Von hinten sah er in seinem eleganten Aufputz genauso aus wie der geckenhafte Gardist, der er vor kurzem noch gewesen war.
»Derselbe Havelock«, sagte Naina Telianowa laut. »Dieselbe Schirmmütze. Wie sie im Mondlicht geblinkt hat. . .«
Es war nicht zu erkennen, ob das Fräulein die untröstliche Ophelia spielte oder ob sie wirklich den Verstand verloren hatte und wirr redete.
»Wir verlassen euren fauligen Sumpf. Vielleicht heiraten wir, und ich bekomme sogar Kinder. Dann wird mir alles verziehen«, fuhr die Fürstin mit ihrem Unsinn fort. »Aber zuerst müssen die Schulden beglichen werden, damit alles gerecht zugeht. Nicht wahr, Wladimir Lwowitsch?«
Bubenzow, der schon in der Tür stand, drehte sich fröhlich verständnislos zu ihr um.
Da schritt die Fürstin Telianowa majestätisch an ihm vorüber, wobei sie ihn mit der Schulter streifte, und verschwand im Vorzimmer. Offenbar hatte sie doch gelernt, gemessen von der Bühne abzugehen.
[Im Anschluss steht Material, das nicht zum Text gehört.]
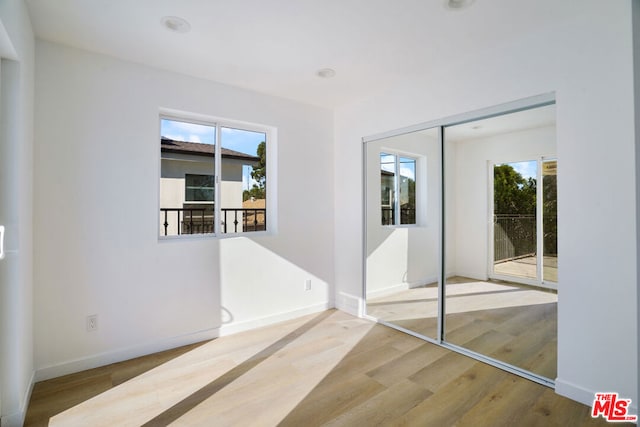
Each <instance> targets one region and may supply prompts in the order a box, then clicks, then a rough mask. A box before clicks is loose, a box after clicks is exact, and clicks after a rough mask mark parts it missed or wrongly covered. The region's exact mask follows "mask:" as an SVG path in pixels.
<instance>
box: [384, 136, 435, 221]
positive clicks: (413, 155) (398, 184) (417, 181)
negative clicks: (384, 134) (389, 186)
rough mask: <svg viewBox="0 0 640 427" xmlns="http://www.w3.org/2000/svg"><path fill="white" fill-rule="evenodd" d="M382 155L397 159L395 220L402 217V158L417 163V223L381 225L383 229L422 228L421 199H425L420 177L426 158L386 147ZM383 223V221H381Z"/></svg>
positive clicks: (421, 210)
mask: <svg viewBox="0 0 640 427" xmlns="http://www.w3.org/2000/svg"><path fill="white" fill-rule="evenodd" d="M381 154H387V155H390V156H394V157H395V170H396V176H395V179H394V184H393V185H394V189H393V191H394V192H395V194H396V199H397V203H396V202H394V203H393V210H394V216H395V218H398V219H400V218H401V215H400V179H398V178H399V176H400V158H401V157H402V158H405V159H411V160H413V161H414V162H415V173H416V176H415V183H416V189H415V198H416V200H415V204H416V212H415V222H414V223H413V224H386V225H382V224H380V226H381V227H387V228H415V227H420V226H421V222H422V221H421V218H422V217H421V215H422V212H421V211H422V209H420V206H421V205H420V203H421V198H422V197H423V195H422V191H421V189H420V188H418V176H419V175H420V174H421V171H420V169H421V167H422V166H421V165H422V164H423V163H424V162H423V161H422V159H423V158H425V156H424V155H422V154H416V153H409V152H406V151H400V150H397V149H387V148H385V147H381V148H380V153H379V155H381ZM380 206H382V203H380ZM380 222H382V221H380Z"/></svg>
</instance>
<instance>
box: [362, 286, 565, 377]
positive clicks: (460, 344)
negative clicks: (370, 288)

»Ein eisernes Fräulein«, sagte Sytnikow begeistert. »Ich weiß ja nicht, um wessen Schulden es geht, aber an dessen Stelle möchte ich nicht sein.«
»Tja«, brummte Berditschewski. »Und Schirjajew werden wir freilassen müssen, Felix Stanislawowitsch.«
Der Polizeimeister murmelte:
»Das ist nicht gesagt. Verhören werden wir ihn unbedingt, auch die Fürstin und das Zimmermädchen. Eine verbrecherische Absprache ist denkbar. Von einer so hysterischen und unanständigen Person kann man auf alle möglichen Exzesse gefasst sein.«
Aber ihm hörte niemand mehr zu. Die Teilnehmer des Experiments waren einer nach dem anderen gegangen.
Polina Lissizyna kehrte voller Sorgen in ihre Wohnung bei der Obristenwitwe zurück. Die ehrenwerte Antonina Iwanowna hatte sich gleich nach dem Abendessen zur Ruhe begeben und lag zu dieser späten Stunde schon in süßen Träumen, und Polina war froh, nicht mit Gesprächen und Befragungen behelligt zu werden.
In ihrem Zimmer zog sie sich rasch aus, legte dann aber kein Nachtgewand an, wie zu erwarten, sondern entnahm ihrer Reisetasche die schwarze Kutte und verwandelte sich blitzgeschwind in die demütige Schwester Pelagia. Auf leisen Sohlen durchquerte sie den Korridor und schlüpfte durch die Küche hinaus auf die Straße.